A former buyer for Bergdorf Goodman, Cecilia Morelli Parikh moved to Mumbai in 2010 to co-found Le Mill – India’s first and only luxury concept store carrying a mix of international and local designers – alongside partner Julie Leymarie, who once spearheaded L'Oréal India’s luxury division.
“At the time, we both felt Mumbai was a world-class city that didn’t have an emblematic fashion store that was recognised abroad,” Parikh tells ORDRE. “We felt there was a growing Indo-Western way of living that our friends in India were embracing, yet no store in the region represented that.” Considering over 60 percent of India’s 1.4 billion population live under the poverty line this was, in one way, hardly surprising. But despite this limited target-demographic, in 2011 they made the plunge and launched in a former rice-mill owned by her in-laws.
“There was a growing Indo-Western way of living that our friends in India were embracing, yet no store in the region represented that”
Eight years on, and in a new home neighbouring the historic Taj Mahal Palace Hotel, Parikh says Le Mill is doing better than ever: this year’s revenue is projected to outpace last year by a staggering 85 percent, growing 2017’s revenue by 40 percent. This positive outlook falls in line with a growing demand for luxury goods in the country and a surge in consumer purchasing power in recent years. In a 2018 report by Assocham, India’s chamber of trade and commerce, the luxury market is expected to reach US$30 billion by the end of this year, with the potential to increase fivefold in the next three years.
Parikh goes on to name Saint Laurent, Balmain and Balenciaga as their current top-selling labels, both in volume and sell-through, but adds that smaller brands like Rosie Assoulin and Zimmerman are also doing well. Indian designers Dhruv Kapoor and Bodice hold their own on the shop floor, but for others it is more challenging: “They just don’t have production capabilities to support the same volumes as international brands, so they don’t quite have the same assortment,” says Parikh.
It has not always been smooth sailing for Le Mill, and there are still a number of obstacles for luxury retailers in the country. According to a 2018 report by global professional services network, Deloitte, although India’s luxury sector is developing steadily, high import duties on luxury goods remain problematic, resulting in a barrier to price parity with other countries. “India's tough regulations are our biggest challenges. Customs tend to be very reactionary, so there are regular changes with virtually no forewarning which can greatly impact our margins,” says Parikh.
Additionally, she states that traffic and lack of infrastructure are huge issues — many prefer not to traverse the city if they don’t have to.
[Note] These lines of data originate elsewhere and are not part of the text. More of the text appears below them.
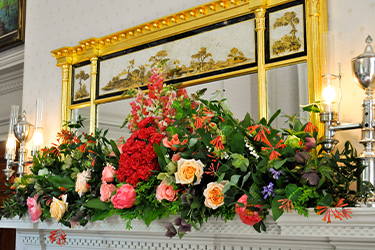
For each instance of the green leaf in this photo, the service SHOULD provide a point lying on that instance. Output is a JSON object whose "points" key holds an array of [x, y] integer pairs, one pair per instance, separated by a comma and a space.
{"points": [[326, 201], [274, 117], [234, 179], [97, 204], [238, 143], [58, 181], [205, 136], [276, 211], [229, 197], [100, 215], [279, 163], [245, 178], [293, 192], [221, 178]]}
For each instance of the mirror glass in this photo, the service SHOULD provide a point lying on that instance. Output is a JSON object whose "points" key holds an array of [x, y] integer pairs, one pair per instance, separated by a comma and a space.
{"points": [[287, 89], [112, 115], [84, 113], [241, 93]]}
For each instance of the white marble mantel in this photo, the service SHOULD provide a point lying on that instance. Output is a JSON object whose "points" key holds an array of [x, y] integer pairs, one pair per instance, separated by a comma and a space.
{"points": [[290, 232]]}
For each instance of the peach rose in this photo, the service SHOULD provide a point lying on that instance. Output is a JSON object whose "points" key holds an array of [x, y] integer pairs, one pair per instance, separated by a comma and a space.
{"points": [[58, 207], [166, 192], [124, 197], [35, 209], [176, 157], [247, 216], [106, 191], [81, 183], [187, 169], [108, 173], [214, 195], [174, 141]]}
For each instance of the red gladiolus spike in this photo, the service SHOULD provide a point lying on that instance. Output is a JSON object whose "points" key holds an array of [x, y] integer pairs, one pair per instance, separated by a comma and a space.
{"points": [[198, 123], [310, 127], [274, 155]]}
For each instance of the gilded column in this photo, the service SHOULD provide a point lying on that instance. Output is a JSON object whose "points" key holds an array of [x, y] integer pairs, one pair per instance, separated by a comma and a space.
{"points": [[94, 67], [262, 84], [313, 53], [65, 98]]}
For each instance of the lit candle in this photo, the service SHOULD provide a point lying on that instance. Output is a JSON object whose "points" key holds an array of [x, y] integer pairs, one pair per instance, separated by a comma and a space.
{"points": [[38, 131], [11, 142]]}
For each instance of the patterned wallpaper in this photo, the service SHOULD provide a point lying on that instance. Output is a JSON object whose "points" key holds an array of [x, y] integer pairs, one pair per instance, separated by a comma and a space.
{"points": [[53, 24], [351, 21]]}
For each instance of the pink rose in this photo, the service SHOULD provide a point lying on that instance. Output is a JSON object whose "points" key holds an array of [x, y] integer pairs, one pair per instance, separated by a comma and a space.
{"points": [[176, 157], [124, 197], [106, 191], [108, 173], [34, 208], [166, 192], [247, 216]]}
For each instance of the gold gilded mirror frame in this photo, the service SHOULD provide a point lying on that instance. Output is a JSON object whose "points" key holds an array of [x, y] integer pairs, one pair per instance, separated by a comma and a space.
{"points": [[200, 16]]}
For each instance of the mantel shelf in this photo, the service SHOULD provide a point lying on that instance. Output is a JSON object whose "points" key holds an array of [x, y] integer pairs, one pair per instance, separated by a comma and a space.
{"points": [[291, 231]]}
Her solution is to bring the product to the consumer, with the added benefit of emphasising personalisation and customer service: “There are 22 million people in Mumbai alone, and it takes roughly two and a half hours to cross from one side to the other,” she explains. “Because of this, most of our clients tend to shop from home, making their purchases based on images.”
This strategy, however, poses other problems like scalability and efficiency, which begs the question why Le Mill has yet to tap e-commerce. Parikh explains that it was not a priority when they launched because the market wasn’t big enough, but it’s on the cards for 2019 now that consumer demand for online shopping is increasing. According to Assocham, more than 100 million consumers purchased goods online in 2017, and this is expected to reach 120 million by 2020. “Online is huge in India right now, but it’s huge at a price point that is not yet relevant to the one that I’m selling at,” Parikh points out. “Amazon consider India as its biggest growth market, but have an average order of USD$30.”
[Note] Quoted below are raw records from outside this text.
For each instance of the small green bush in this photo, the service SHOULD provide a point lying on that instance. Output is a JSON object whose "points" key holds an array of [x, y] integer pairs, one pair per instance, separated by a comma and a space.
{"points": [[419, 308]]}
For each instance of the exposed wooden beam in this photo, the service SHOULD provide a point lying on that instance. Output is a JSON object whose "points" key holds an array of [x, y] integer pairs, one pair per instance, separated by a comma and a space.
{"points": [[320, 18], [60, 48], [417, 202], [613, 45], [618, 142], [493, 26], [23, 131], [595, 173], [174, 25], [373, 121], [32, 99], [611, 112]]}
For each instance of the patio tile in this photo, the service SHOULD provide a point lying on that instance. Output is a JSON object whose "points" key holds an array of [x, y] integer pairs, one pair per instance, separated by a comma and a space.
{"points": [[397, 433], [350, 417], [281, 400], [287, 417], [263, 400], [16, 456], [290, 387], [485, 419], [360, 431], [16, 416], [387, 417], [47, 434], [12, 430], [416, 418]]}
“India's tough regulations are our biggest challenges. Customs tend to be very reactionary so there are regular changes with virtually no forewarning which can greatly impact our margins”
That being said, she recently discovered that most of her clients shop online from international websites like Net-A-Porter, but to get around import tax and regulations they ship their goods to relatives overseas, who bring them into the country. “It has become a habit for high net-worth individuals to bring parcels in from abroad through friends and family. We’re hoping to change that with the launch of our new e-commerce site next year.”
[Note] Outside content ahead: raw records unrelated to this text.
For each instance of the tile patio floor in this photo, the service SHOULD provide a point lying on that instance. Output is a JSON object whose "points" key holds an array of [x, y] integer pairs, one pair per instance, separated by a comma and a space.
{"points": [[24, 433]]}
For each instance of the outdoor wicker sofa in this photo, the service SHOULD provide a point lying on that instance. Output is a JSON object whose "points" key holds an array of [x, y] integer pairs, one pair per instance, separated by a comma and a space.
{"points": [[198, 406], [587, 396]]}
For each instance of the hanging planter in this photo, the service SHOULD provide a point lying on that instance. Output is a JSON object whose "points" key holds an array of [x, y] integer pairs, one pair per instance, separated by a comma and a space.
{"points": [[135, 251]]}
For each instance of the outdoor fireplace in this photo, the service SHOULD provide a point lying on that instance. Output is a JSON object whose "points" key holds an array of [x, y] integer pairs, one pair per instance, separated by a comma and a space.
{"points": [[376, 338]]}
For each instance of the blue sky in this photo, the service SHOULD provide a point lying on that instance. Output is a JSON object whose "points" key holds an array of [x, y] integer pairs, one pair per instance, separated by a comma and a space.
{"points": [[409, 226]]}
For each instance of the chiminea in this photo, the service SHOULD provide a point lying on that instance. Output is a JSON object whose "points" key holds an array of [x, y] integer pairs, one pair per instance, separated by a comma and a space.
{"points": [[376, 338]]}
How will this new competitive e-tail landscape affect Le Mill? Parikh reveals that despite having to pay a 40 percent tax for bringing goods into the country, she is willing to make the sacrifice. “When we started the business, we knew we were building a brand and a reputation, and we want to stay loyal to that,” she says. “We want to offer our online consumers the same price they would get for the same goods overseas because price parity is really important to us, even though it means it will take us longer to break even.”
Looking ahead, aside from e-commerce, Parikh has focused on opening a branch in Delhi, considering it to be just as fashionable as Mumbai, and therefore a promising city for expansion. “Eventually we want to add menswear as well, because currently there is nowhere in India for men to shop for luxury products, so we think this is an enormous untapped opportunity.”